第一王子であるフィーことフィリップ殿下が悪役令嬢マリアーノ様に制止の声をかけたのだ。
「待て!リトフォード侯爵令嬢は魅了の魔法など使用してはいない!!」
「フィー?!何故止めるの?!さっき指輪をつけてあげたのに!!外してしまったの?!」
マリアーノ様が焦ったような声を出すが、近付いてきたフィーとレジーは冷静そのものだ。歩きながら周囲に向かって、自分達の手を掲げている。
「皆、よく見て欲しい。私とレジーの指には、パルティンヌ公爵令嬢自らが嵌めてくれた指輪がある。状態異常無効の魔法効果が付与された指輪だ!」
その言葉を聞いて、会場中の視線がフィーとレジーに集まる。次いでレジーも口火を切った。
「俺にも同じものが嵌められている。効果は同じく状態異常無効だ。アリス嬢の魅了の魔法を解除すべく、これらを用意したのだろうが、俺達はこれをつける前も後も、何も変わっていない」
シュルリとニールたんが右手の革手袋を外し、周囲に己の右手に刻まれた魔法陣を見せる。
「私も仕事柄、状態異常無効の魔法陣をこの手に直接刻んでおります。故に、私が魅了の魔法にかかる事は一生ないでしょう」
ニールたんの時が一番ざわついた。驚いたのは、生徒達よりも貴族の父兄達の反応だ。この右手の魔法陣で、コドウェル先生と呼ばれる男が、あの【氷雪の魔法師】ニール・コドウェルだと分かったのだろう。
父兄達はみるみる青褪めていき、言葉を失っていた。
騎士団長だったブルストロード卿が不正を働き、彼に氷漬けにされて失脚した事は記憶に新しい。誰がやったと公には知らされていないが、貴族達の間では彼がやったという噂が既に広まっていたからだ。

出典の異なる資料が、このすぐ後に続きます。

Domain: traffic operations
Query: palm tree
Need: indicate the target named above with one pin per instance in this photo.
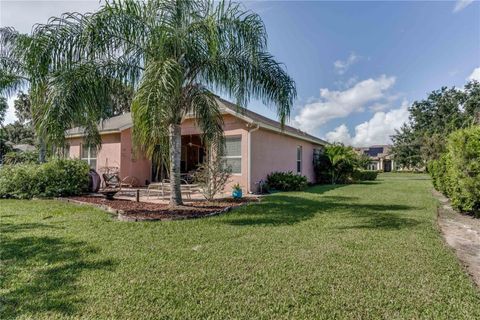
(174, 53)
(23, 66)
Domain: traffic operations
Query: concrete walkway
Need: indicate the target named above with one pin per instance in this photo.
(462, 233)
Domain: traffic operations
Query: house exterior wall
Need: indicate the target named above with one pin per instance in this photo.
(273, 151)
(270, 151)
(109, 153)
(133, 164)
(233, 127)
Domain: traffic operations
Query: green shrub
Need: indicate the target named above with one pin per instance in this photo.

マリアーノ様がニールたんの右手の甲を見て、その瞳を驚愕の色に染めた。ニールたんが少し口角を上げて、またシュルリと革手袋を嵌め直す。
「実に心外です。この私が魅了の魔法なんかに惑わされると思っていたなんて。サキュバスの討伐依頼が来た場合、どうするおつもりなんですか?」
「ど、どうするって……自分のターンがきたら自分に状態異常無効の魔法をかける、とか……?」
流石ファンタジーな世界。
サキュバスなんかも居るんだね。
というか、マリアーノ様。自分のターンて、完全にゲームじゃん。
ニールたんが首傾げてるよ。
「……自分のターン??何を仰っているのか分かりませんが、戦うならば最初から状態異常無効の状態でないと無理ですよ。……ああ、そうだ。念の為に言っておきますが、私の真似をして直接手に魔法陣を刻むのは止めてくださいね」
え。
めちゃくちゃ便利そうなのに駄目なの?
なんで?
「常に魔法陣を展開しておくだけの魔力と、刻む時に尋常ではない激痛を伴いますからね。刻み終える前に死んでしまう人の方が多いのでお勧めしません」
…………もう何も言うまい。
ニールたん、めっちゃドヤ顔してるけど、違うからね?皆が向けてる視線は尊敬とかじゃないからね?ドン引きしてるだけだから!!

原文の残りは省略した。